L’amicizia con Napoleone III si consolidò in un’alleanza militare, e Cavour ne approfittò per stuzzicare l’Austria che, con arrogante miopia, impose a Vittorio Emanuele II un umiliante e inaccettabile ultimatum. Torino e buona parte dell’Europa reagirono indignati, le truppe austriache si mossero, Napoleone intervenne in nostro aiuto, e le forze sardo-francesi riportarono le vittorie di Solferino, San Martino e Magenta. La pace di Villafranca fu turbata dalla mancata acquisizione del Veneto, ma intanto l’equilibrio della Penisola era saltato. Garibaldi conquistò il meridione e lo cedette al Re di Sardegna. I plebisciti dell’Italia centrale avevano già consacrato l’annessione, e così il 17 marzo 1861 fu proclamato il Regno d’Italia.
IL RISULTATO
Il Papa, cui erano stati sottratti buona parre degli Stati pontifici, rinnovò la scomunica. Garibaldi avrebbe voluto marciare anche su Roma, ma fu prudentemente fermato dal nostro cauto ministro, per timore della reazione francese. In realtà, due anni prima, nessuno aveva pensato che la guerra con l’Austria avrebbe portato un frutto così copioso, e Cavour, ritenendo questa unione prematura, nemmeno l’aveva auspicata. Ma l’astuzia della Ragione, come insegnava Hegel, o il caso, come sosteneva Tucidide, spesso ci portano verso risultati imprevisti.

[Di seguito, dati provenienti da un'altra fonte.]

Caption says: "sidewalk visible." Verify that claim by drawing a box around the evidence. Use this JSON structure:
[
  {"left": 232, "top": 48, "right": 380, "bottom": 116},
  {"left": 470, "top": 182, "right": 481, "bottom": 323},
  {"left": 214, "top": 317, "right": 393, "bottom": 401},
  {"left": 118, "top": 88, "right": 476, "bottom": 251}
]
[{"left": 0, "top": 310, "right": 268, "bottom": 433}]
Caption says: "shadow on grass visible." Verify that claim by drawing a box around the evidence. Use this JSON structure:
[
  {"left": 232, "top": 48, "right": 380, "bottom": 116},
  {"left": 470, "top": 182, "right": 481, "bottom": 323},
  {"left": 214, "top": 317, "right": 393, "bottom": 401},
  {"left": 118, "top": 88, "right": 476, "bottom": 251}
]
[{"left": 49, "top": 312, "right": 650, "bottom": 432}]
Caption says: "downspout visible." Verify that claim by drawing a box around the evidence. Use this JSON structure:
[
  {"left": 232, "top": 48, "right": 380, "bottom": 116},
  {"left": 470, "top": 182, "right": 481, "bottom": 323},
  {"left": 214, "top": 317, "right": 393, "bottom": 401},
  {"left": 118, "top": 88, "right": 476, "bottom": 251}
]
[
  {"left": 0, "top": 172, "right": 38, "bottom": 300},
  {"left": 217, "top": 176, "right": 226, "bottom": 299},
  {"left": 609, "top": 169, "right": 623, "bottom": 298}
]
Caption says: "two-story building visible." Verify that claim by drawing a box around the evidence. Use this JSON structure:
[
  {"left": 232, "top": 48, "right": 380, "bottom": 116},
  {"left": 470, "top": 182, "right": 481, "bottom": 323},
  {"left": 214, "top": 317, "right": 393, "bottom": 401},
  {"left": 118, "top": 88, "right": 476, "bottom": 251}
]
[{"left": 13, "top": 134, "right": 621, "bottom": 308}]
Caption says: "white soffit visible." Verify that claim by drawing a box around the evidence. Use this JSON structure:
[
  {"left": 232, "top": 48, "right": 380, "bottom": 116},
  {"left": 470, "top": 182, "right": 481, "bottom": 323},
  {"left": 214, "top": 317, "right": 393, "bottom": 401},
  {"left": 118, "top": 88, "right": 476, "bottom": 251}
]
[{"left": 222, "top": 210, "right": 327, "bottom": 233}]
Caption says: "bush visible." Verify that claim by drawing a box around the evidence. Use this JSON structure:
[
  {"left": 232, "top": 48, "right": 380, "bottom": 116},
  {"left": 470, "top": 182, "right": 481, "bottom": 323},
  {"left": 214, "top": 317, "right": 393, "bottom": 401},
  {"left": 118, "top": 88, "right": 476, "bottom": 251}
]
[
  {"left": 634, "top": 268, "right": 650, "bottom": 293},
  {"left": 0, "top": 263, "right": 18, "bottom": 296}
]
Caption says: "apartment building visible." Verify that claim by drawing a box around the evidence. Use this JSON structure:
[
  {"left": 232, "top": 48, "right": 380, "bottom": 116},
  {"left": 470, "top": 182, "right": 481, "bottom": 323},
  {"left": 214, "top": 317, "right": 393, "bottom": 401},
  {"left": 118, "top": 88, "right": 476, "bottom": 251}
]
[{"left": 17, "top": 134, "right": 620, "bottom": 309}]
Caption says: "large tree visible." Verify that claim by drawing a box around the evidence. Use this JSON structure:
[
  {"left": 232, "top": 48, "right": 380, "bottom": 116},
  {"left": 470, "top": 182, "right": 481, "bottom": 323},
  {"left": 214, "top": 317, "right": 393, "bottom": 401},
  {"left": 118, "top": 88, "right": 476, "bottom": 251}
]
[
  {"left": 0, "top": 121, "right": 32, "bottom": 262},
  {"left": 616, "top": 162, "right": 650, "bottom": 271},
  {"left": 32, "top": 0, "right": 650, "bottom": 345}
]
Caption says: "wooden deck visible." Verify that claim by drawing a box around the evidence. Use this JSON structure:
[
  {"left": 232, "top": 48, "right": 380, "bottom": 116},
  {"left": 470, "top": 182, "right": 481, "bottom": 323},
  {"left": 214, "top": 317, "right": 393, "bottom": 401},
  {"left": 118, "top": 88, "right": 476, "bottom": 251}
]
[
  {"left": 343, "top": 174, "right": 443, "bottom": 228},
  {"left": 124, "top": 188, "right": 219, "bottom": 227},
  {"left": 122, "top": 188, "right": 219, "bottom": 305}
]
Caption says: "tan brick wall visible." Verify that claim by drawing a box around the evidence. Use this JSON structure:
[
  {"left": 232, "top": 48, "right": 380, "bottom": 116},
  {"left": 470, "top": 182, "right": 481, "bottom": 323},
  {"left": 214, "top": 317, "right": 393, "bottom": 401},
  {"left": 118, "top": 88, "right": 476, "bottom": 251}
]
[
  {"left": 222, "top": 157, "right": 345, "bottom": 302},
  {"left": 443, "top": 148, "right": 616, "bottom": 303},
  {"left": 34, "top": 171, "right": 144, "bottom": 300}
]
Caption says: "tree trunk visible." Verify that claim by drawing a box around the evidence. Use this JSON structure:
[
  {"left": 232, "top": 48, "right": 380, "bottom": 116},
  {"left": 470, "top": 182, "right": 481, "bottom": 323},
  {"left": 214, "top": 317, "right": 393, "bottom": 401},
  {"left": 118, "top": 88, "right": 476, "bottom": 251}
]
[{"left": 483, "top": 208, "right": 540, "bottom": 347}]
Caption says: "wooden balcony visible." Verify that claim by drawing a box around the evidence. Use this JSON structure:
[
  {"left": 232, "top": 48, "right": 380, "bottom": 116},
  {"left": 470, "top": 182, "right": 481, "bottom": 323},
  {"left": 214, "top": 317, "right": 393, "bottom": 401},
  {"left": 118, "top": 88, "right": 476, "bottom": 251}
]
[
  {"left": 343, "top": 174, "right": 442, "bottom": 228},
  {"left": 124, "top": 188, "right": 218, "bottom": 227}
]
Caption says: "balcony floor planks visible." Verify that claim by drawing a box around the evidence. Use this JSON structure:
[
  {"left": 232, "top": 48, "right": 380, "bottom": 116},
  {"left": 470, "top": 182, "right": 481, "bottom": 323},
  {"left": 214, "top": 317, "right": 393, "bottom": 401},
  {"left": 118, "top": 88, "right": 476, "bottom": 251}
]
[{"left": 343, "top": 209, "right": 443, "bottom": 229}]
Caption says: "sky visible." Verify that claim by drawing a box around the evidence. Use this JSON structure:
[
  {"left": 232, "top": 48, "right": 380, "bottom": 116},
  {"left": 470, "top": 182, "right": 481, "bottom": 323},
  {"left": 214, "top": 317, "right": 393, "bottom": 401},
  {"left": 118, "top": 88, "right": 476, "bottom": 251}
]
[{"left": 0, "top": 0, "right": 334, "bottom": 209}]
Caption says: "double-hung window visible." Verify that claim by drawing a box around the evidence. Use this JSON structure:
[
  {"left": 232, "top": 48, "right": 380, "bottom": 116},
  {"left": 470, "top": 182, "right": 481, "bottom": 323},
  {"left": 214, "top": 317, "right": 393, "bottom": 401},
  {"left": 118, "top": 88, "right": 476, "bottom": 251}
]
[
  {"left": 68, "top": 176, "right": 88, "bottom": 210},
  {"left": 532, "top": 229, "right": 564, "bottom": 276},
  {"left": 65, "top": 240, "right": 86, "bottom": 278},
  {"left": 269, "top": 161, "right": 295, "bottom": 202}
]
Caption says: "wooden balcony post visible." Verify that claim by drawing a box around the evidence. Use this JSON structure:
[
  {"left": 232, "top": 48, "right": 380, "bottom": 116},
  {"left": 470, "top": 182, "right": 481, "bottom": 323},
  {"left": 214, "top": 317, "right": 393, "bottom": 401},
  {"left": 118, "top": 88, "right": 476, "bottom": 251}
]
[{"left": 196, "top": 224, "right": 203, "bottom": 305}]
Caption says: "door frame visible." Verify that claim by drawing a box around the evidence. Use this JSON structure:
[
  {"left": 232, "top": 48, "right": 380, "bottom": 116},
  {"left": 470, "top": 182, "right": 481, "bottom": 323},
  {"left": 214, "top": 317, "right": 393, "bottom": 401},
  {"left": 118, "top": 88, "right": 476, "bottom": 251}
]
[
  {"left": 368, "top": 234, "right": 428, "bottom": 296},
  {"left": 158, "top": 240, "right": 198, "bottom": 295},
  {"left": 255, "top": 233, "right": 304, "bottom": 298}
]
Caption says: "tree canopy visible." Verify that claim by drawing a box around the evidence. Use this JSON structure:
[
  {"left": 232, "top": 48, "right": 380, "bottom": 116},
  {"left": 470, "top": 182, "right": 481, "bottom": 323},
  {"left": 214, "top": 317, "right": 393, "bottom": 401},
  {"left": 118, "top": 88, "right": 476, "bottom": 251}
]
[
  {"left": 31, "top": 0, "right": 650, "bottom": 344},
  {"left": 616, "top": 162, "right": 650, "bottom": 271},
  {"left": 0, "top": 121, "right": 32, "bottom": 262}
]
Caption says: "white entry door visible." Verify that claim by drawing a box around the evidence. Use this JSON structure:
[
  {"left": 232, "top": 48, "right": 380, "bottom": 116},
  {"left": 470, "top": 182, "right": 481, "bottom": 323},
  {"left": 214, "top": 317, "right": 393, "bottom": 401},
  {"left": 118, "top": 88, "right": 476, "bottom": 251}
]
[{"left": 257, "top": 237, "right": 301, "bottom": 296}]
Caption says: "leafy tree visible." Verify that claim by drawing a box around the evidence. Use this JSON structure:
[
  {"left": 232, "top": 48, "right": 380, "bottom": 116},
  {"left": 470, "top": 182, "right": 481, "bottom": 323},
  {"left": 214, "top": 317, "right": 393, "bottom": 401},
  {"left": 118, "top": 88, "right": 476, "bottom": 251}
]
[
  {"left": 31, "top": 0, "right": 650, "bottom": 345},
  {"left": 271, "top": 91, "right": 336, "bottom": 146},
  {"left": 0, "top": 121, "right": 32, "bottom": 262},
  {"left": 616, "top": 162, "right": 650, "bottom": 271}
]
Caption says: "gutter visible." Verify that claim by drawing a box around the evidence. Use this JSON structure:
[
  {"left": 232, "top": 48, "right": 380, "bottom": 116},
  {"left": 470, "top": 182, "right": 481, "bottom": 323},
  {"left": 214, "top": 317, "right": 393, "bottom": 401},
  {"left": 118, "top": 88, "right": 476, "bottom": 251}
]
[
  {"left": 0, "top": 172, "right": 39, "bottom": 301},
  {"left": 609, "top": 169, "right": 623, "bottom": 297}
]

Con queste riserve, Cavour ebbe appena il tempo di godersi il frutto della sua sapiente diplomazia. La sera del 29 maggio, fu assalito da fabbri malariche. Fu sottoposto a numerosi salassi che ne aggravarono le condizioni, confermando il detto di Napoleone che i medici avevano sulla coscienza più morti dei suoi generali. I maligni insinuarono che, reduce da un incontro con una ballerina, il maturo gentiluomo fosse stato punito – come anni dopo sarebbe accaduto al presidente francese Félix Faure – per eccesso di zelo, o che addirittura fosse stato avvelenato. In realtà la malaria e i salassi erano sufficienti per spedirlo all’altro mondo. Ci arrivò all’alba del 6 giugno, dopo essersi confessato con un frate che, per aver somministrato il sacramento a uno scomunicato, fu sospeso a divinis dall’irritato Pio IX.
IL REALISMO
Non è vero che le sue ultime parole siano state Libera Chiesa in libero Stato. Ma è vero che questa fu la sua filosofia e la sua principale preoccupazione in un Paese diviso tra un grossolano anticlericalismo e una retrograda bigotteria. Cavour fu un liberale vero, contrario a ogni eccesso e incline alla tolleranza. Dovette confrontarsi con l’arruffato attivismo di Garibaldi e le visionarie utopie di Mazzini: ne scartò le idee più radicali, recepì quelle più sensate e le compose in una politica razionale, realistica ed efficace. L’Italia dovette aspettare De Gasperi per ritrovare uno statista del suo rango.